Acolhida à espiritualidade. Espiritualidade é uma palavra que, se mal interpretada, para muitos pode significar algo inútil, afastado da vida real. Para que poderia servir? O que costuma interessar é o concreto, o material, não o espiritual. No entanto, o espírito de uma pessoa é algo valorizado na sociedade atual, porque indica o mais profundo e decisivo de sua vida: a paixão que a anima, sua inspiração última, o que contagia os outros, o que essa pessoa vai criando no mundo. O espírito anima nossos projetos e compromissos, configura nosso horizonte de valores e nossa esperança. Conforme for nosso espírito, assim será nossa espiritualidade. E assim será também nosso seguimento do Evangelho de Jesus e nossa vida inteira. Em que áreas de nossa vida precisamos ser mais sensíveis às moções do Espírito, na perspectiva integral do ser humano?

A salvação é para quem segue e pratica o projeto de Jesus. Pedro afirma que Deus não faz distinção de pessoas e a mensagem de Jesus é para todos. Essa universalidade nos desafia a transcender nossas barreiras culturais, sociais e religiosas, acolhendo a todos com amor e respeito. Não podemos esquecer que a universalidade não é sair pregando um Evangelho de medo e vingança contra quem tem convicções de fé diferentes. A universalidade é para quem acredita livremente e deseja seguir o projeto de Jesus. O amor e a justiça são para todos e independem de como esse filho ou filha de Deus viva e acredite. Essa é a profundidade do espírito que Jesus quis viver, porque o Reino de Deus é algo que transcende nosso próprio crer e querer. Como podemos, em nossa comunidade, criar um ambiente inclusivo, que reflita a universalidade da salvação em Jesus?

Ação transformadora. O projeto de Jesus inclui fazer o bem e curar os oprimidos. Nossa fé deve se traduzir em ações concretas de serviço, compaixão e misericórdia. O batismo é o modo pelo qual Jesus, ao ser batizado no Jordão, se torna modelo de toda experiência cristã, chamando-nos a ser instrumentos de amor em nossas comunidades para atuar contra as estruturas de pecado e injustiça. Que passos práticos podemos dar para viver essa missão de maneira mais efetiva?

Voz profética e docilidade em Deus. A voz do céu declarou o prazer de Deus em Jesus. Jesus passa a viver numa atitude de total docilidade a Deus. Como seus discípulos, somos chamados a ouvir a voz de Deus em nossa vida e responder a ela, assumindo um papel profético em nosso mundo. Isso significa falar a verdade com amor, defender os marginalizados e trabalhar por um mundo mais justo. Em tempos de crises de fé, é preciso não se perder no acidental e secundário. É preciso cuidar do essencial, que é a confiança total em Deus e a docilidade humilde. Todo o resto vem depois. Vale a pena assumir essa vocação profética, mesmo quando ela exige sacrifícios e riscos?

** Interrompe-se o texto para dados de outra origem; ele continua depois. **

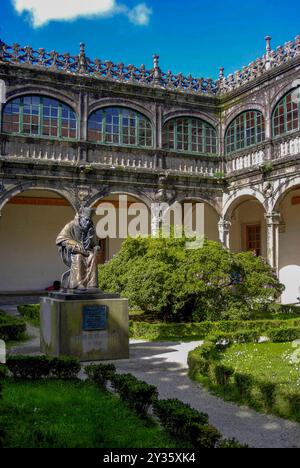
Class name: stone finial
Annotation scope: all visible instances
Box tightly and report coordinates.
[78,42,87,73]
[265,36,272,54]
[153,54,161,85]
[265,36,272,70]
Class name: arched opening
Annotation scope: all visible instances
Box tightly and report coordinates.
[88,106,153,148]
[229,195,267,258]
[177,199,220,242]
[162,116,218,156]
[276,186,300,304]
[1,94,77,140]
[225,110,266,155]
[272,88,300,137]
[93,193,151,264]
[0,190,74,292]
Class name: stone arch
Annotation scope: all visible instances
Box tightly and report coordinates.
[174,195,222,216]
[0,184,76,292]
[88,98,155,122]
[86,187,151,263]
[222,188,268,221]
[85,187,152,209]
[171,195,221,242]
[223,102,267,129]
[272,176,300,212]
[162,109,220,130]
[0,183,77,213]
[220,189,268,259]
[0,80,6,105]
[270,82,300,109]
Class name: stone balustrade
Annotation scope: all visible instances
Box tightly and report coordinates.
[0,36,300,96]
[226,148,266,174]
[0,135,221,177]
[273,133,300,160]
[0,136,78,163]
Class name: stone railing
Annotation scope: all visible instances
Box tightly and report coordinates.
[218,36,300,94]
[272,132,300,160]
[0,36,300,96]
[0,136,79,163]
[87,146,220,177]
[0,135,221,177]
[0,40,218,96]
[226,147,267,174]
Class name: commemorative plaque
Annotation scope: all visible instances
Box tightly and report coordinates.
[83,305,108,331]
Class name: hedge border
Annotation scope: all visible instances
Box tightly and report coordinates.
[188,327,300,422]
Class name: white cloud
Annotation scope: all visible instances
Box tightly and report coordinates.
[128,3,152,26]
[12,0,152,28]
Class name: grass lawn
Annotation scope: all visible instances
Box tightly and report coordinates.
[221,343,300,392]
[196,342,300,422]
[0,380,182,448]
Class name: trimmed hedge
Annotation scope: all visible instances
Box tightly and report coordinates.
[85,364,116,390]
[188,328,300,421]
[6,356,81,380]
[268,327,300,343]
[111,374,158,415]
[153,399,248,449]
[0,312,26,341]
[18,304,40,326]
[129,316,300,341]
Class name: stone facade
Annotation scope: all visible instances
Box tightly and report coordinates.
[0,37,300,302]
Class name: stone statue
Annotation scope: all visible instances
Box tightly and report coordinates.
[56,208,100,292]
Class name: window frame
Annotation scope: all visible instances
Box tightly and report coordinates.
[162,116,219,157]
[272,88,300,138]
[224,109,266,156]
[0,94,79,141]
[87,106,154,149]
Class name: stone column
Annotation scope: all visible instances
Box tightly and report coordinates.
[218,219,231,249]
[265,211,280,274]
[151,202,169,237]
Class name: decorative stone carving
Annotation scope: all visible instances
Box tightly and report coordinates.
[263,182,274,198]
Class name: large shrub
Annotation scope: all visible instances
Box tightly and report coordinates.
[99,238,283,322]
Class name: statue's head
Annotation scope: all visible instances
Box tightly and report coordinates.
[78,208,94,229]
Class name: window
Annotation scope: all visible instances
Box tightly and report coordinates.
[246,224,261,257]
[163,117,217,155]
[2,96,77,139]
[225,111,265,154]
[88,107,153,148]
[273,90,300,137]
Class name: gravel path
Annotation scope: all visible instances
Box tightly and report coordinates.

Convite ao compromisso. A festa do Batismo do Senhor nos provoca a sermos humanos até o fim, sem sufocarmos nosso desejo de vida até o infinito; a defender nossa liberdade, sem entregarmos nosso ser a qualquer coisa; a permanecermos abertos a todo amor, a toda verdade, a toda ternura existente em nós; a não perder nunca a esperança no ser humano nem na vida. Jesus é o Filho amado de Deus, ungido pelo Espírito para trazer justiça e libertação.

Gisele Canário*

*é mestra em Teologia, com ênfase em Exegese Bíblica (Antigo Testamento), pela Pontifícia Universidade Católica de São Paulo (PUC-SP). Possui graduação em Teologia pelo Instituto São Paulo de Estudos Superiores. É licenciada em Geografia pela Universidade Cruzeiro do Sul e assessora no Centro Bíblico Verbo, onde atua, desde 2011, com a confecção de material para estudos bíblicos, gravação de vídeos, formação em comunidades eclesiais e cursos bíblicos on-line.